While eugenic principles have been practiced as far back in world history as Ancient Greece, the modern history of eugenics began in the early 20th century when a popular eugenics movement emerged in the United Kingdom and spread to many countries, including the United States and most European countries. In this period, eugenic ideas were espoused across the political spectrum. Consequently, many countries adopted eugenic policies meant to improve the genetic stock of their countries. Such programs often included both "positive" measures, such as encouraging individuals deemed particularly "fit" to reproduce, and "negative" measures such as marriage prohibitions and forced sterilization of people deemed unfit for reproduction. People deemed unfit to reproduce often included people with mental or physical disabilities, people who scored in the low ranges of different IQ tests, criminals and deviants, and members of disfavored minority groups.
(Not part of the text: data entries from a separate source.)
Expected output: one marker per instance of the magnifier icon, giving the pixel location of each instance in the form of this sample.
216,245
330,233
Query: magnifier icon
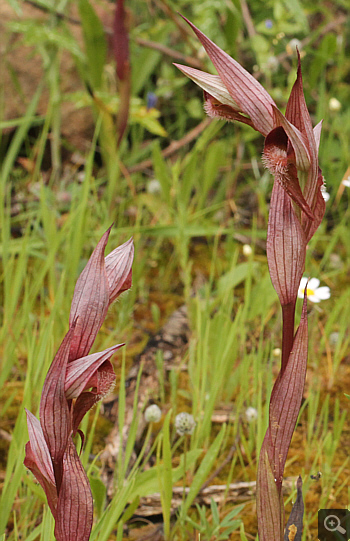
332,524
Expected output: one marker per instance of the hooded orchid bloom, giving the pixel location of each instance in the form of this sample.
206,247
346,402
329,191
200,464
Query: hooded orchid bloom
291,145
74,383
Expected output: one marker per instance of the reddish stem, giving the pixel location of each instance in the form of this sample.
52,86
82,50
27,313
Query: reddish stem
288,317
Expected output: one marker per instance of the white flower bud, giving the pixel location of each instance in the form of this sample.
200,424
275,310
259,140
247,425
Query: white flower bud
184,423
153,414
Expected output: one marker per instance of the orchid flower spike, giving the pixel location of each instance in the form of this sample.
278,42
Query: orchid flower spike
291,143
74,383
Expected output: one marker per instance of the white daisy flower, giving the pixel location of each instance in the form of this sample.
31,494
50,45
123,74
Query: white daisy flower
314,293
334,104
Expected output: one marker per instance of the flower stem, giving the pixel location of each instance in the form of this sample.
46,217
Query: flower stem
288,316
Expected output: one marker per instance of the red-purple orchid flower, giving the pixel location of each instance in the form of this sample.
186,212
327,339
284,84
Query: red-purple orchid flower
296,210
291,145
290,153
74,383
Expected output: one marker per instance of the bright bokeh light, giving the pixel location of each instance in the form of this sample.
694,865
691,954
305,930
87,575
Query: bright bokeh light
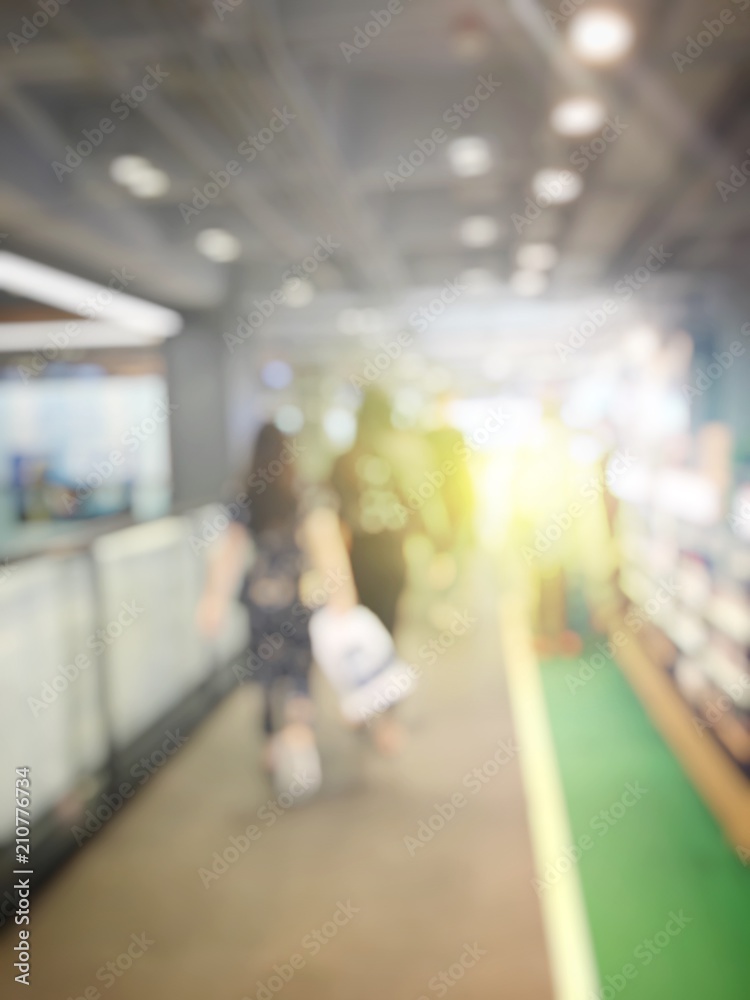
470,156
556,187
479,231
218,245
537,256
277,374
578,116
528,283
601,35
289,419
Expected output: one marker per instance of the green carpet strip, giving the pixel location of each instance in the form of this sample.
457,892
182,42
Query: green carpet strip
667,898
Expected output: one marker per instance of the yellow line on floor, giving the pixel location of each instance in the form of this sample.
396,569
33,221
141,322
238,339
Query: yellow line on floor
571,952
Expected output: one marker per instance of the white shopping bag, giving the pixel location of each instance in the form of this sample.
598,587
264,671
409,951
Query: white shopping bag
357,655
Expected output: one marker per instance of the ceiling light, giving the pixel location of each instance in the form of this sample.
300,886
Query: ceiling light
471,38
128,170
289,419
298,293
276,374
478,280
218,245
470,156
66,291
601,35
537,256
578,116
88,334
479,231
556,187
528,283
153,183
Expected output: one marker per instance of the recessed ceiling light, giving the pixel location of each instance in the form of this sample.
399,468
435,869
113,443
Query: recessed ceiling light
556,187
471,39
298,293
127,170
537,256
528,283
479,231
40,283
478,280
153,183
289,419
578,116
276,374
218,245
470,156
601,35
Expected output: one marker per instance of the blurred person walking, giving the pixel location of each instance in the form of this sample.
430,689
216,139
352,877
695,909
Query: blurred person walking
374,516
291,532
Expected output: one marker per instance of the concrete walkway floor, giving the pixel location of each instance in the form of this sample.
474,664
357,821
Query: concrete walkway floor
325,900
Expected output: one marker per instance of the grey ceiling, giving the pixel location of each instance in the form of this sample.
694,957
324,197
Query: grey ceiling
325,172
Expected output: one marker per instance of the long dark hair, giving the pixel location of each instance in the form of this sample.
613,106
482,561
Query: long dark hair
271,481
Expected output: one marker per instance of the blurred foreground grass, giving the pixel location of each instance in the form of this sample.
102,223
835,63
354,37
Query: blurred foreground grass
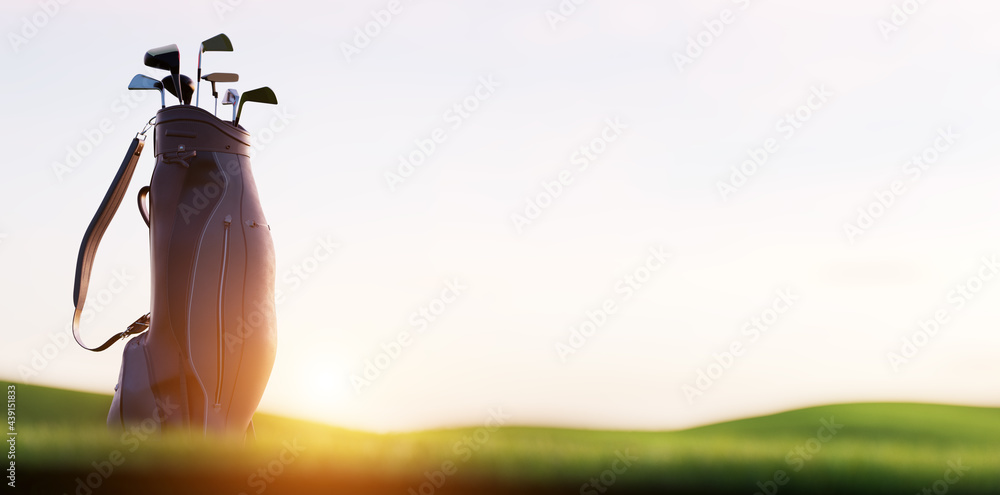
64,447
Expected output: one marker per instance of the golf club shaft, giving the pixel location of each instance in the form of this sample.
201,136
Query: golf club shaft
197,91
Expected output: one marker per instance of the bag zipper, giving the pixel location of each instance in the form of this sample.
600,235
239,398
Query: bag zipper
222,321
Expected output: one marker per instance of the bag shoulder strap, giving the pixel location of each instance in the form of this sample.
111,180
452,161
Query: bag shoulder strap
91,239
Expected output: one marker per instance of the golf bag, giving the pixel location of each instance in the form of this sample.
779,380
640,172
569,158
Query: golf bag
204,362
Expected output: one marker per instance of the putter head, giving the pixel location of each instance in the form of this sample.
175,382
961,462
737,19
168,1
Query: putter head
217,43
186,85
220,77
142,81
259,95
167,58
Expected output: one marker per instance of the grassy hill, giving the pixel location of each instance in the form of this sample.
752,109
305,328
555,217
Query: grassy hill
64,447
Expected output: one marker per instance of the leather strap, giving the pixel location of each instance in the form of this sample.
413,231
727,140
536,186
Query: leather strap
88,248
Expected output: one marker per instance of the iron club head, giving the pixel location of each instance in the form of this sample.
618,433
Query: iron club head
142,81
167,58
217,43
259,95
186,85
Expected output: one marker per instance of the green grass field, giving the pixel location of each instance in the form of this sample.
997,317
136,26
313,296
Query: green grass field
62,445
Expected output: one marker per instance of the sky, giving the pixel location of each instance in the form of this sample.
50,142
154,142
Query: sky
632,215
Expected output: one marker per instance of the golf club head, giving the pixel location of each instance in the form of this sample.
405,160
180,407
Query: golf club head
222,77
186,85
166,58
217,43
142,81
232,97
259,95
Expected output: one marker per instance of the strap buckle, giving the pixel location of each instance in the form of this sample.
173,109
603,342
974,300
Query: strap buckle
138,326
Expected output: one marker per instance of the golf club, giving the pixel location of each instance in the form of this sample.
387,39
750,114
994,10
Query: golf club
167,58
142,81
220,77
259,95
217,43
232,97
186,85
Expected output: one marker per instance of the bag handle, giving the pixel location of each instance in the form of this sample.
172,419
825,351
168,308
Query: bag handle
92,238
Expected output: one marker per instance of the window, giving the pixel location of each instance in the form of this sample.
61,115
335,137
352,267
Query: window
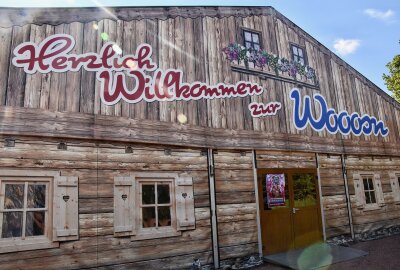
153,205
25,209
156,209
251,39
395,182
369,190
28,217
298,54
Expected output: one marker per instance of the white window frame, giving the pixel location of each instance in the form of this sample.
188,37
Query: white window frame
29,242
154,232
358,179
128,210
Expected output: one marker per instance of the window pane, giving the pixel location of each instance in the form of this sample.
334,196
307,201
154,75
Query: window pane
265,194
14,197
149,217
367,197
372,195
148,194
35,223
247,36
12,225
36,196
255,38
164,216
163,194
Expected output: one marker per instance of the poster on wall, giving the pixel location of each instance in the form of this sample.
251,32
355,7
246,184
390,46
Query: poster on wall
275,189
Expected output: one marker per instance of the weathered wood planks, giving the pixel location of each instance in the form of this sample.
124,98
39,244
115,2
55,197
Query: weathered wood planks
194,45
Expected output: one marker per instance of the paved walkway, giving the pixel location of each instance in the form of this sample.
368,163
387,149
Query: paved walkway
384,254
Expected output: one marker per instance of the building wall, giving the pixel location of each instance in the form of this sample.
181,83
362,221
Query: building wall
388,214
96,165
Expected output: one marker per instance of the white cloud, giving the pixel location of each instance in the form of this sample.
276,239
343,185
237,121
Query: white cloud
346,46
378,14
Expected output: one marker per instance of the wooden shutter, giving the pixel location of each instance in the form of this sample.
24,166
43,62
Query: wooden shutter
379,193
185,204
359,191
124,205
395,187
65,208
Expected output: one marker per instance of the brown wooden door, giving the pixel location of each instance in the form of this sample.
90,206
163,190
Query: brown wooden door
297,223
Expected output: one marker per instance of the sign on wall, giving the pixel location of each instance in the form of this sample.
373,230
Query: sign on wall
53,54
333,122
275,189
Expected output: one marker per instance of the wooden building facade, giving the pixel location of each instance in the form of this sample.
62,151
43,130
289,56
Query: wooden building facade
102,166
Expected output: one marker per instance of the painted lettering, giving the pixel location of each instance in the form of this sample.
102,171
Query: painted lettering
333,122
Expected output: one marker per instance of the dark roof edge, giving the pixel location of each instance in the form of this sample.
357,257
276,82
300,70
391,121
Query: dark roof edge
54,16
342,62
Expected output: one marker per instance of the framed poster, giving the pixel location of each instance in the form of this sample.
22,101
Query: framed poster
275,184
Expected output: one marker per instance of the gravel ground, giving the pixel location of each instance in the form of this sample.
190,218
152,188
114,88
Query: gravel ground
384,254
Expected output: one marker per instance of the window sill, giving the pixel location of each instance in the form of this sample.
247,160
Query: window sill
155,233
266,73
12,245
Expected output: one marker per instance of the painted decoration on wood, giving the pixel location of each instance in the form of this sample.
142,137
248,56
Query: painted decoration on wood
275,189
53,54
332,121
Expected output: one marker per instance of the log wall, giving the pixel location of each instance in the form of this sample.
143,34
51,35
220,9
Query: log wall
96,166
193,42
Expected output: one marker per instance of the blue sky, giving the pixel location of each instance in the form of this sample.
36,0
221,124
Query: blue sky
364,33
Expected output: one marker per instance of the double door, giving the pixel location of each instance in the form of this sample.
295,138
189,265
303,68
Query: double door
290,217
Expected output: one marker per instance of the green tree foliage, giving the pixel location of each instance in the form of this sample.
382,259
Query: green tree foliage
392,80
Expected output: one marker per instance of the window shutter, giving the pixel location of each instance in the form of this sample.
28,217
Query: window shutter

The eugenics movement became negatively associated with Nazi Germany and the Holocaust when many of the defendants at the Nuremberg trials attempted to justify their human rights abuses by claiming there was little difference between the Nazi eugenics programs and the US eugenics programs. In the decades following World War II, with the institution of human rights, many countries gradually abandoned eugenics policies, although some Western countries, among them the United States, continued to carry out forced sterilizations.

Since the 1980s and 1990s when new assisted reproductive technology procedures became available, such as gestational surrogacy (available since 1985), preimplantation genetic diagnosis (available since 1989) and cytoplasmic transfer (first performed in 1996), fear about a possible future revival of eugenics and a widening of the gap between the rich and the poor has emerged.

A major criticism of eugenics policies is that, regardless of whether "negative" or "positive" policies are used, they are vulnerable to abuse because the criteria of selection are determined by whichever group is in political power. Furthermore, negative eugenics in particular is considered by many to be a violation of basic human rights, which include the right to reproduction. Another criticism is that eugenic policies eventually lead to a loss of genetic diversity, resulting in inbreeding depression instead due to a low genetic variation.